I’m not afraid of heights at all. My favorite hobby as a kid was climbing trees. And I mean really climbing trees, like fifty feet or more in the air. I liked to get all the way up and sway in the breeze. I fell a couple of times on the way down (the hardest part was climbing down), but it never scared me off. In fact, my job as a kid was to clean and repair the roof. My mom is deathly afraid of heights. She couldn’t even watch me be up there. She couldn’t stand to be in the house either since she’d hear my footsteps on the roof and panic. She had to leave the house altogether whenever I cleaned or repaired the roof. She called me fearless and I pretty much was.
It’s still my job to clean the roof whenever I go home to visit, but now, I’m a little more cautious than I used to be. I don’t quite go as close to the edge as I once did. I know what real pain feels like, plus, I don’t have health insurance.
When I was younger, I positively loved roller coasters. I still do, but the jostling gives me headaches these days. I’ve done free fall where you are falling to the ground very fast face down. The first time was amazing. There is a microsecond between jumping and free fall where gravity hasn’t quite kicked in yet and you are truly weightless. That is the best part. I did it again and it wasn’t nearly as good since I knew what to expect.
While you’re up there on the roof or at the very top of a tree or strapped into a harness about to jump, there is a moment when you experience the call of the void. It might manifest as fear or as a graphic vision of yourself splayed on concrete or even just curiosity, but it’s there all the same. You can’t help it. That is your brain warning you that what you are about to do is absolutely ridiculous and it does not approve, because your brain’s job is to keep you in one piece. It can’t very well do that at terminal velocity.
For the truly stubborn thrill-seekers, the call of the void is a last-ditch effort to smack us into sense. It’s your brain saying, “Fine, you want to defy generations of evolution by jumping out of an airplane farther from the ground than man was ever intended to be in the first place? OK, let’s do it then. Jump. See if I care,” hoping that reverse psychology will work.

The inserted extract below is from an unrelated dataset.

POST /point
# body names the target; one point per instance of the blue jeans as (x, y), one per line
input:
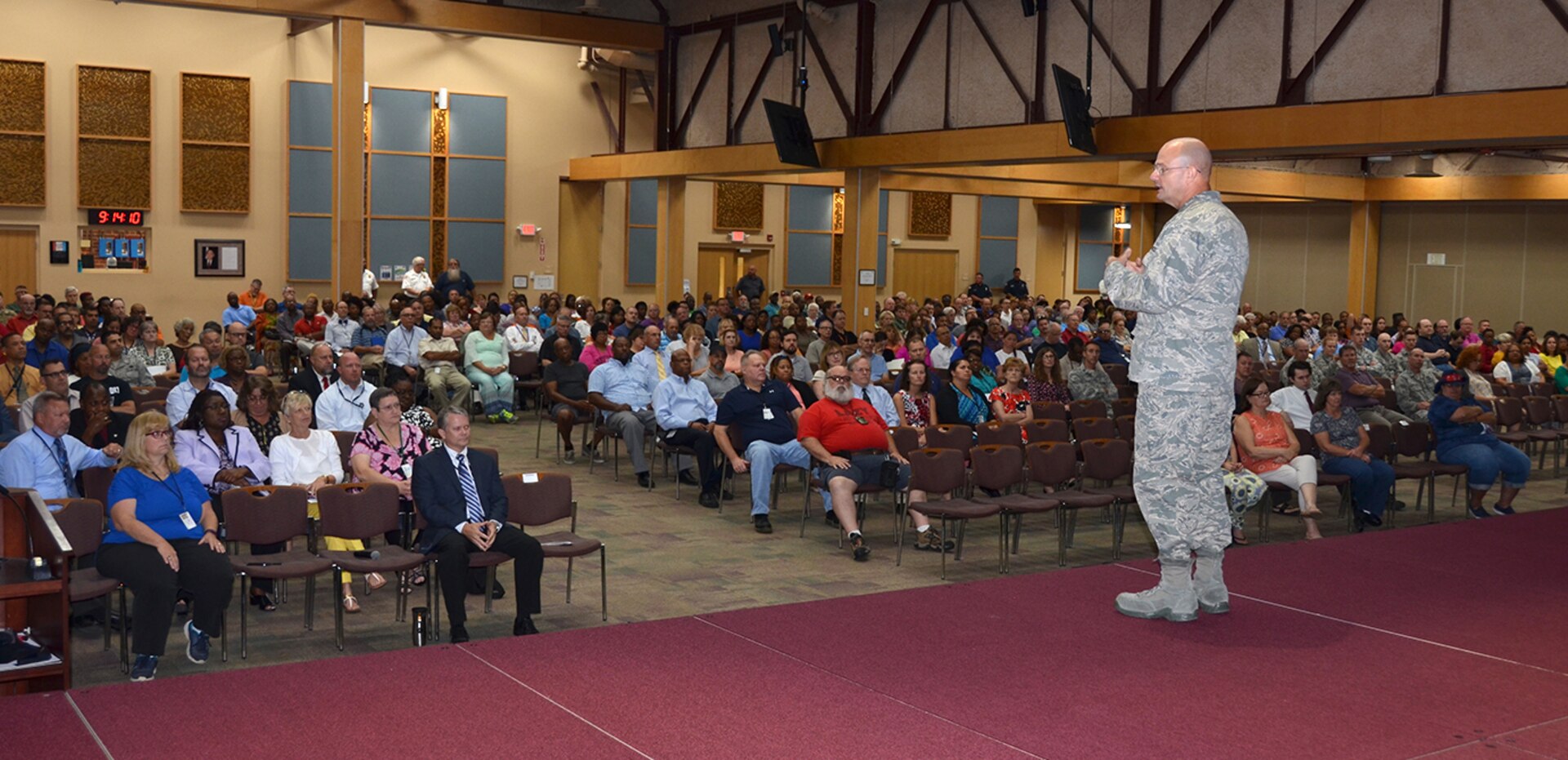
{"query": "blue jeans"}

My brain and I haven’t always gotten along. It tries to protect us, while I try to destroy us. My brain says, “Do not smoke all of this crack in front of you.” “Do not go 160 miles an hour on the freeway.” “Do not intentionally starve yourself, silly. Eat something.” The void says smoke, speed, starve. The void does not care about my well-being.
The void wants to be fed. It wants me to feel that ecstatic rush of real danger without harnesses and helmets, before I splat on the ground forevermore.
The void lives within all of us and makes itself known to some more than others. For some, they barely even notice it. It takes up quiet residence in the back of our minds and goes to sleep. For others, it is an active screaming, calling, pleading and yelling. It will only stop when we give into it. It will only stop when it wins. Some of us don’t have the power to ignore it, to defeat it, to put it away.
I’ve faced my void before. I’ve stood at the edge of my personal abyss and listened to my void that I named Eeyore. He wanted me to crawl inside the darkness with him. The longer you stay in, the harder it is to get out, until Eeyore swallows you altogether. I got out.
I’ve faced the void in one way or another. I’ve seen it. I’ve listened to it. I’ve tried to ignore it and I’ve succumbed to it. I have spent a lot of time inside the blackness, but I crawled back out. I’m still here.
The void lies. It is selfish. It doesn’t care about you. It wants you all to itself. No matter what you do, don’t listen to the void. Climb back out and throw a damn pipe bomb inside of it if you have to.